Balancing Speed and Patience: Micronotes’ AI Playbook Versus MIT Sloan’s “Wait-and-See” Strategy

By Devon Kinkead
Why the Question Matters
On 23 June 2025 Adam Job, Nikolaus S. Lang, Ulrich Pidun, and Martin Reeves published an excellent paper in the MIT Sloan Management Review arguing that, in times of elevated political and economic volatility, “wait-and-see” can be a deliberate strategy — but only when leaders (1) actively disengage from hard-to-reverse commitments, (2) build sharp “political sense-making” capabilities, and (3) prepare detailed re-engagement playbooks so they can strike the moment uncertainty recedes.
We here at Micronotes’ take almost the opposite stance for financial institutions: hesitating until data are “perfect” or infrastructure “complete” is itself a competitive risk. Micronotes showcases community banks and credit unions that are already extracting double-digit revenue lifts from AI-driven marketing automation today, precisely because they are willing to iterate quickly on imperfect data and wrap compliance into the workflow from day one.
So, should bankers jump now or hold fire? A side-by-side look reveals that the two philosophies are less contradictory than they appear.
Where the Perspectives Diverge
Dimension | MIT SMR “Wait-and-See” | Micronotes “Act-and-Learn” |
---|---|---|
Trigger for action | Political stability or clear policy signal. | Positive unit-economics on a single campaign. |
View of uncertainty | Try to reduce it first, then commit. | Accept that data will always be messy; design AI to thrive in it. |
Risk posture | Avoid lock-in; delay irreversible CapEx. | Limit downside by starting with narrow, compliance-scoped pilots. |
Organizational muscle | Build sensing teams and re-engagement playbooks. | Build rapid-test loops and regulatory guardrails into the platform. |
Time horizon stressed | Medium-term optionality. | Immediate, compounding ROI. |
Why Banks and Credit Unions Can’t Simply “Wait” on AI
- Data advantage compounds. Models improve with every interaction; pausing cedes learning curves to faster rivals.
- Regulatory barriers are falling. Purpose-built fintech platforms now embed FCRA, ECOA, and UDAAP checks, lowering the cost of early experiments.
- Customer expectations shift in real time. A six-month delay can mean losing digitally savvy borrowers to institutions that already personalize offers.
Where “Wait-and-See” Does Belong in an AI Roadmap
- Large-scale core replacement. Migrating an entire origination or core stack is a classic hard-to-reverse bet; here MIT’s counsel to defer until policy clarity (e.g., CFPB rulemaking) emerges is prudent.
- Public-facing generative chatbots. Risk of hallucination and brand damage may warrant observing early movers before scaling.
- Geopolitically sensitive data hosting. If cross-border data or privacy rules are in flux, contractual optionality — not immediate build-out — is sensible.
A Reconciled Playbook
Phase | Practical Actions |
---|---|
1. Low-commitment pilots | Use Micronotes’ Automated Prescreen on a single product line to validate lift while keeping capex close to zero. Results in 90 days guide broader investment. Switch-on a 90-day Pilot of Micronotes’ Cross-Sell to validate customer/member digital engagement and e-service adoption in advance of contracting. |
2. Active sensing | Stand up the “situation room” MIT SMR advocates — but feed it with real-time campaign telemetry, not just policy news. |
3. Option creation | Secure vendor contracts with exit clauses, giving freedom to swap models as regulation evolves. |
4. Re-engagement triggers | Define metrics (e.g., ROI and/or specific regulatory change) that automatically graduate a pilot to scaled rollout. |
Takeaways for Bank and Credit Union Executives
- Treat AI pilots as options, not bets. A $50K test that can be unplugged in a a couple of months meets MIT’s reversibility test yet still accelerates learning.

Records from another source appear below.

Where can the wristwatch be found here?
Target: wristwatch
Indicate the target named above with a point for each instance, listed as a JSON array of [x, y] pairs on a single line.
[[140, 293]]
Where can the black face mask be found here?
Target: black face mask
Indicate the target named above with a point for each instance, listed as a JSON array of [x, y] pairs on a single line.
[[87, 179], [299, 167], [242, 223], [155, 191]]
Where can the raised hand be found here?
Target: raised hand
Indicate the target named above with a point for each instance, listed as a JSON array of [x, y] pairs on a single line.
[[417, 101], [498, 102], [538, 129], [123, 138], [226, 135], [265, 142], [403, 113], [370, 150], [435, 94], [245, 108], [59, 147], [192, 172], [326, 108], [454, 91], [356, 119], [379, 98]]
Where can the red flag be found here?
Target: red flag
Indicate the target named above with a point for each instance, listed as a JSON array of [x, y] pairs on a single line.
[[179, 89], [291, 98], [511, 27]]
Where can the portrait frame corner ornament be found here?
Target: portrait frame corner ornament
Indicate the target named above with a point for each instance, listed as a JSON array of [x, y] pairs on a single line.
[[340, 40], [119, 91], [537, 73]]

- Separate infrastructure patience from use-case urgency. You can wait on that core migration while still running AI-driven marketing in the front office.
- Institutionalize both loops. Build a governance layer that periodically asks Sloan’s five questions about lock-in risk while continuously feeding Micronotes’ campaign data back into model retraining.
Bottom line: Waiting makes sense when commitments are huge and the policy fog thick. But AI marketing campaigns, scoped narrowly and designed for compliance, are precisely the kind of low-regret experiments that should not wait. In 2025, the smart strategy is to wait selectively — and learn aggressively.